Assembling the Shrimp Tempura Bento:
Arrange the steamed rice in the rice compartment and top with some black sesame seeds. Next, prepared the salad according to the Salad recipe above. Place the salmon teriyaki and arrange the shrimp tempura and vegetables in the main compartment of the bento box. Add a little dipping sauce in the small compartment next to the tempura, save the remaining in a small bowl for dipping.
The bento is now done and ready to be served.
Tempura—the crispy, deep-fried seafood/vegetable is a popular Japanese recipe that everyone loves. If you think about Japanese food, especially the ones commonly served in the US, tempura is probably one of the top three items that springs to the mind. I love a good serving of tempura, dipped in the light yet flavorful tempura dipping sauce. I can’t think of anyone who doesn’t like tempura.
Even though tempura is an iconic Japanese food, it originated from Portugal. Just like some other popular Japanese dishes, the talented Japanese chefs and home cooks had perfected the original recipes and make them uniquely Japanese. That’s the main reason I love Japanese cooking: the dedication to continue improving and refining its cuisine and make it better, even though some recipes are not native Japanese.
While you can get shrimp tempura at many Japanese restaurant, it’s a dish that’s easy enough to make at home, with a few store-bought ingredients. For example: this gorgeous looking shrimp tempura bento takes about 40 minutes to make, including the assembling time. A perfect tempura should be crispy with a yellowish/golden, lacy exterior. My Japanese cooking sensei (teacher) and my friend Chef Robert Danhi taught me many precious cooking tips and techniques about making restaurant-quality tempura, which I will share with you below.
Tips and Tricks of Making Tempura:
- A great tempura lies in the batter, which should produce crispy, airy, light, and non-greasy tempura. Ice cold water and ice cubes are very important ingredients to the batter, and the deep-frying technique and the oil temperature are key to achieving the crispy lacy effect. A little baking powder also makes the batter crispier.
- The batter should be made just before the deep-frying. When making the batter, use a pair of chopsticks to stir the batter. Do not over-stir it as it should stay a little lumpy.
- Right before you use the batter, add in a few ice cubes and stir to combine with the batter.
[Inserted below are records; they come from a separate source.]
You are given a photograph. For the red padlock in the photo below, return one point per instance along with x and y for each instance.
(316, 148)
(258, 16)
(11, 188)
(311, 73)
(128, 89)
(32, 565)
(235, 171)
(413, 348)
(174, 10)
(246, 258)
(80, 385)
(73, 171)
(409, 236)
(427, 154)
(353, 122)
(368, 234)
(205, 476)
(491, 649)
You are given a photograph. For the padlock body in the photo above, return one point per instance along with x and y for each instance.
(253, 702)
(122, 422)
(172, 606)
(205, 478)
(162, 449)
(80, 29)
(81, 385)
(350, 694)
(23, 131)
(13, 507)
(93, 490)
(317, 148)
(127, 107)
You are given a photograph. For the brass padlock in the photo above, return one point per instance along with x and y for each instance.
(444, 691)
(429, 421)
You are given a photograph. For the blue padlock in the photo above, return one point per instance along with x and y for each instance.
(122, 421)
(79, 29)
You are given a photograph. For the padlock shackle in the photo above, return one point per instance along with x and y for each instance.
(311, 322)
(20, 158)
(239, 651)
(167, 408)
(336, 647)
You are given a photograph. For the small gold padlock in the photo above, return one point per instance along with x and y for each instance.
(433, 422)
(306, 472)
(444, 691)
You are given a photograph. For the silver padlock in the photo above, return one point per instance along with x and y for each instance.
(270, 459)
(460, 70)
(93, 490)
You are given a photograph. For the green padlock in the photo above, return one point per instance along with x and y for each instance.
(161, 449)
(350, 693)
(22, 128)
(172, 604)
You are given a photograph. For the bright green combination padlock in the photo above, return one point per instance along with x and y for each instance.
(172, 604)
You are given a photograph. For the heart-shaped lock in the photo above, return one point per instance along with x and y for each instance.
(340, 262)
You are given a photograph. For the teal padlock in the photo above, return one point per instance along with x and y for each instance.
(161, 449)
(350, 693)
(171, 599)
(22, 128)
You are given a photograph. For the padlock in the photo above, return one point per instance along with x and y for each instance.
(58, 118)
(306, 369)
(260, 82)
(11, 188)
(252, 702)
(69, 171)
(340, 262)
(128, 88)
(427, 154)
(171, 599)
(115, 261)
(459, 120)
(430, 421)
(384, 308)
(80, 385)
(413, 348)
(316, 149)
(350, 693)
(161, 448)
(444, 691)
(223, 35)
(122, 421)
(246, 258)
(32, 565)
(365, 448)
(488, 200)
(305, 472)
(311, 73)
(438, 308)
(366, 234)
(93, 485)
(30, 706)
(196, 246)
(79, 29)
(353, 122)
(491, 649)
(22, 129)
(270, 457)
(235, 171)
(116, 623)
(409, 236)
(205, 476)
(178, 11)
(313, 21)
This loosen up the batter and chill it further to provide an airy, fluffy, and crispy exterior of the tempura.
- Cut off the pointed tail of the shrimp to avoid the shrimp from splattering while frying. (See picture guide in the recipe below.)
- To make a quick and easy tempura dipping sauce, use Mizkan (Bonito Flavored) Soup Base and dilute with warm water. The perfect ratio is 1:5. Add a little grated daikon and you have the perfect dipping sauce.
Now that you have the tips and technique handy, let’s talk about the shrimp tempura bento. I paired the tempura with Mizkan (Bonito Flavored) Soup Base, which has been diluted with water as a tempura dipping sauce. I also prepared salmon teriyaki, a healthy and absolutely refreshing baby spinach and tofu salad with Mizkan Miso and Mustard dressing, and serve it with rice. For the rice, I used a Japanese cylinder-shaped mold to shape the rice into two rolls and topped with some black sesame (use only Japanese short grain rice when making Japanese bento). As you can infer from the pictures here, this shrimp tempura bento looks like it’s straight from a Japanese restaurant and tasted absolutely delightful.